Думается также, что пытаясь войти в планетарное общекультурное пространство, мы сами прежде всего должны осознавать, что процесс такого рода адаптации обоюден, ибо нам не только предстоит по возможности облегчать процесс вживания метисов в однорасовый мир, но и учиться у них и через них правилам разнорасового общежития, социальной гармонии и терпимости.

Наконец, наше общество определенно многое потеряет в социокультурном плане, если начнет отторгать от себя группы «расовых гибридов», являющихся тем не менее носителями русской культуры, живущих во многом русскими ценностями и одновременно способных транслировать их в другие цивилизации, владея местными культурно-смысловыми, информационными и поведенческими кодами.

Анализ современного детства и юности потомства от расово-смешанных русско-африканских браков в России показал также, что от него, находящегося под пристальным социальным вниманием общества, практически в любых ситуациях требуется как обязательная по существу выработка контроля над своими эмоциями и действиями, внутреннего самоконтроля, который, кроме всего прочего, является признаком цивилизованного поведения.

Говоря о протекании адаптационных процессов, путей и темпов приспособления к одной из родительских культур, или о феномене гармонии бикультурности, или об эффекте отторжения обеих культур, следует иметь в виду, что этнокультурные различия — характеристика многомерная и к тому же — величина переменная. На примерах национально-смешанной брачности на пространствах бывшего СССР отечественные этнологи и демографы, а также западные специалисты успешно доказывают, что содержание этнокультурных различий между двумя этническими общностями в течение жизни одного-двух поколений может в корне измениться14. Возможно, такая быстрая эволюция будет наблюдаться и в исследуемом случае. Это — лишь вопрос времени, физического и исследовательского.

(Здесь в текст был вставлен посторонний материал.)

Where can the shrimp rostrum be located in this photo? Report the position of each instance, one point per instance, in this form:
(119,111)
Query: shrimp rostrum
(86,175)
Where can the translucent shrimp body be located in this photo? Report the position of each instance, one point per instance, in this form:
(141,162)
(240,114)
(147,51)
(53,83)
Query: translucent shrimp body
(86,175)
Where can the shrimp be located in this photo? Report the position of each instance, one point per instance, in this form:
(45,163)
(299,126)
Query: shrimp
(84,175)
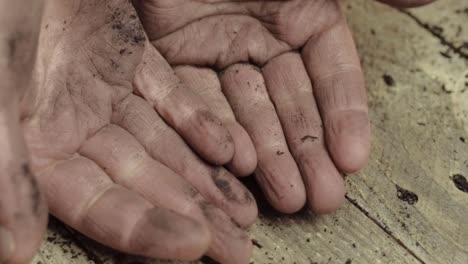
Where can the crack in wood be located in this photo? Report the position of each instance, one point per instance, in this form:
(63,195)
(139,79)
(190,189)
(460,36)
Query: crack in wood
(437,34)
(384,228)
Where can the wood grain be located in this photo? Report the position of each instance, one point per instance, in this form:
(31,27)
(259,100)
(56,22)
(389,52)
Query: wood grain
(420,141)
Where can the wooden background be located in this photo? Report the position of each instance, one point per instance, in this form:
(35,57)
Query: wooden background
(410,205)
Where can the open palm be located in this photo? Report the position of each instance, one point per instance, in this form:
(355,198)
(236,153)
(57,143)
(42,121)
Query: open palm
(300,97)
(108,163)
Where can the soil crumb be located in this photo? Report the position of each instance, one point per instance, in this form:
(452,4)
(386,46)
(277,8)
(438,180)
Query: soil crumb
(460,182)
(388,79)
(257,244)
(309,138)
(406,196)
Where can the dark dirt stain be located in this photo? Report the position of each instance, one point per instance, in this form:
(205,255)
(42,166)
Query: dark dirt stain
(309,138)
(248,197)
(445,54)
(445,90)
(223,185)
(12,44)
(257,244)
(388,79)
(128,31)
(35,195)
(406,196)
(460,182)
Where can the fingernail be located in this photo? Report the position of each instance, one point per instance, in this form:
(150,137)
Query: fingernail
(7,245)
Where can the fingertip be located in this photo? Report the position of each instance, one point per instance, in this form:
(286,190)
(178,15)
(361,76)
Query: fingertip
(244,161)
(210,138)
(328,198)
(348,139)
(161,233)
(350,153)
(282,183)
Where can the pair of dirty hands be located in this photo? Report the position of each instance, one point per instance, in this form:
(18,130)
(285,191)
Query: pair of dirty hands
(126,135)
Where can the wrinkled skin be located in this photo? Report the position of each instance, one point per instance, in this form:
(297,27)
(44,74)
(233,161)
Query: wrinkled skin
(300,97)
(23,211)
(88,132)
(109,165)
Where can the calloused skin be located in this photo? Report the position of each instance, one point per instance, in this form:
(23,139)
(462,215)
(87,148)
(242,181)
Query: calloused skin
(23,210)
(291,80)
(107,160)
(89,134)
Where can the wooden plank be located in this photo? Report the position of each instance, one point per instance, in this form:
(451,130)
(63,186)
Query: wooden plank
(448,20)
(418,126)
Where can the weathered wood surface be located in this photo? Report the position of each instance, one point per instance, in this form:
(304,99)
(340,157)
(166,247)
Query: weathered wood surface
(419,117)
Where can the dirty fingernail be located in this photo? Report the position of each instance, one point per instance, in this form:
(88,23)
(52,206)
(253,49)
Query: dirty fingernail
(7,244)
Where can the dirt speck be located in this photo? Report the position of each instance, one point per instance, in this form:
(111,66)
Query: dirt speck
(35,195)
(460,182)
(406,196)
(388,79)
(309,138)
(223,185)
(257,244)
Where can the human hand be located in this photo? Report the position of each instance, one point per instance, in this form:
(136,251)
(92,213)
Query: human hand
(303,102)
(23,211)
(109,165)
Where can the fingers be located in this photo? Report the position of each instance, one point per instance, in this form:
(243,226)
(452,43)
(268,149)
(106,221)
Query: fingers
(83,196)
(205,83)
(128,164)
(183,109)
(23,212)
(339,90)
(277,171)
(216,184)
(290,90)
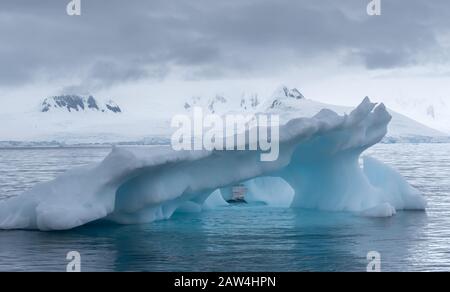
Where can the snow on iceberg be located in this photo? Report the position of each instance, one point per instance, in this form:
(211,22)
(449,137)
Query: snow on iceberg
(318,168)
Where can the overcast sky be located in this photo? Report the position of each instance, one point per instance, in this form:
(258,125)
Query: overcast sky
(118,43)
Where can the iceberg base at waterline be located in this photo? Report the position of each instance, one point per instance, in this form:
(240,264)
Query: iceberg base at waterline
(318,168)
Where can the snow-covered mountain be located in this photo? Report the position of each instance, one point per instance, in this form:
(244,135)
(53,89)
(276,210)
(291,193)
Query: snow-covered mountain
(434,112)
(75,103)
(73,119)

Что же касается общих пространственно-временных параметров, в границах которых протекают процессы метисации в мире в целом, то в начале ХХІ столетия мы уже наблюдаем неизбежность зарождения в конфликте разных миров общей для всех истины, дающей возможность ощутить единство всего сущего на земле, той истины, которую столь философски просто выразила героиня романа магрибинца А. Диба «Инфанта мавра»: «Всем надо надеяться. И тогда мы все обретем друг друга. И найдем себя. И тогда ни мне, ни другим не надо будет знать: откуда я? И ни одна часть Земли не откажется принадлежать мне. Никто не будет жить во взятой взаймы стране»15.